69.2 F
Evansville
Wednesday, October 5, 2022

I Need a Pre-Vacation Vacation

Man, I need a vacation. Truth is, as I write this, I am leaving tomorrow for an eight-day beach trip with my wife, youngest son, and his significant other, but the vacation preparation has absolutely worn me out — and we ain’t left yet. It also brings home to me the realization that we all make our own life choices and, perhaps unsurprisingly, many of my choices seem to bring big challenges. (I am not, in my advancing years, always up for that on a daily basis.) And one of my big challenges is that I have too much going on — again. My own damn fault.

Even though we’ve not yet hit the road, it seems that with the pre-trip preparation, I already have managed to spend enough money that I could have paid my son’s college tuition this year. The thing is, this is no fancy vacation. Many of you travel to the same area for sun, sand, and seafood. Please allow me to share a few miscellaneous observations gained from the past several days:

Of course, you can’t go on vacation without getting your late-model car serviced. The summary service report said what?! And really, $135 for the front and back wiper blades alone? I guess that “absolutely” needs to be done prior to driving 10 hours each way, along with everything else imaginable. After all, the report says so. And I thought I was just getting an oil change and inspection. Ouch!

Is it fair to wonder why a pricey vacation rental space would lack most of life’s basic necessities? Amazon and I have now filled enough boxes with paper products, laundry detergent, and new towels (bath and beach) to keep the cardboard box industry busy for a week. (Since I wrote this, my Ring doorbell has just shown another delivery.) I feel like I am supplying all the campers at Camp Carson for a week.

Beach chairs? Had to have four new ones. Of course, my eldest son in Indianapolis just moved into a new apartment with a terrace and no chairs. Take these, I said in another moment of incoherent thought. Why not go ahead and buy four new ones this year? They will likely end up at a University of Louisville frat house by year’s end anyway.

Last and not least is the “War and Peace”-style document my wife wrote for the three (!) separate neighbors who will be looking after our house. There are newspapers and mail to collect, exterior lighting to turn off and on, alarms to set, and pets to feed and let outside. And certainly, in this heat — even with my irrigation system, which has paid for a good portion of the new water treatment facility on Waterworks Road — there are planters, urns, and pots to be watered and fountains filled. I could go on, but neither you nor I want me to. Again … my own damn fault. And how dare my next door neighbor be out of town while I am traveling. Talk about selfish!

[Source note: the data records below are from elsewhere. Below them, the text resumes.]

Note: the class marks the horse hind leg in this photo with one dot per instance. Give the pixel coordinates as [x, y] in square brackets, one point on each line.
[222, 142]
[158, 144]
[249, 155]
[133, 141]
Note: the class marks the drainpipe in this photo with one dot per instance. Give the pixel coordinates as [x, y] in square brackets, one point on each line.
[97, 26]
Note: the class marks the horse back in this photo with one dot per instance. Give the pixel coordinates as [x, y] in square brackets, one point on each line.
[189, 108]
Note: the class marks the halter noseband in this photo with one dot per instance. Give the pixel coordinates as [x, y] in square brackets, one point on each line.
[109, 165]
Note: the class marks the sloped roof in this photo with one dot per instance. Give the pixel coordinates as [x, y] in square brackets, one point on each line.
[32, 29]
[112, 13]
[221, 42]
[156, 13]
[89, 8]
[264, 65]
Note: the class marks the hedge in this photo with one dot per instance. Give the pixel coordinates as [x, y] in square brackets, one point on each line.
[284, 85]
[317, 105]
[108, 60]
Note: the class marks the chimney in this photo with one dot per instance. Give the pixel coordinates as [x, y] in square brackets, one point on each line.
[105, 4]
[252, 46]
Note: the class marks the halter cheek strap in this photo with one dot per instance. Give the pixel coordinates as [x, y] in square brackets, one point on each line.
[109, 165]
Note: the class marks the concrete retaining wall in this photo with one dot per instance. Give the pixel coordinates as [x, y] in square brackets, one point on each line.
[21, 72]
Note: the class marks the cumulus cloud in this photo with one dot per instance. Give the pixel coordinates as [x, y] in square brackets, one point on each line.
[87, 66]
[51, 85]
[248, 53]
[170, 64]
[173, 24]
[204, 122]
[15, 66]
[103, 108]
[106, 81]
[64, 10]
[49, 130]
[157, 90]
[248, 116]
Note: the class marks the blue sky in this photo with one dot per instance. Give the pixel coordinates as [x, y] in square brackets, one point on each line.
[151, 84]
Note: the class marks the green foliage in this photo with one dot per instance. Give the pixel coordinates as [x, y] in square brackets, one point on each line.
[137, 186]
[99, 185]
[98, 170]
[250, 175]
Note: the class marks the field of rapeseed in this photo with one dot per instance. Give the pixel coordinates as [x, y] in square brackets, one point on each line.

I do know just who has created this life filled with logistical challenges, both home and away. A good (and much wiser) friend of mine who recently decided to sell his house has had “enough” of the upkeep. Moving into a condo will allow someone else to do the work, and he can just shut the door behind him. That doesn’t sound bad sometimes, like right now.

In the meantime, sometime tomorrow, after loading the car and making sure everything is all buttoned up at least two hours after our goal time, we will set off down the road. Getting out of town is difficult at best. Getting out of town to go to the beach? Priceless.

Now, let me tell you what it takes to leave our business for vacation … Another time, perhaps.

As always, I look forward to hearing from most of you.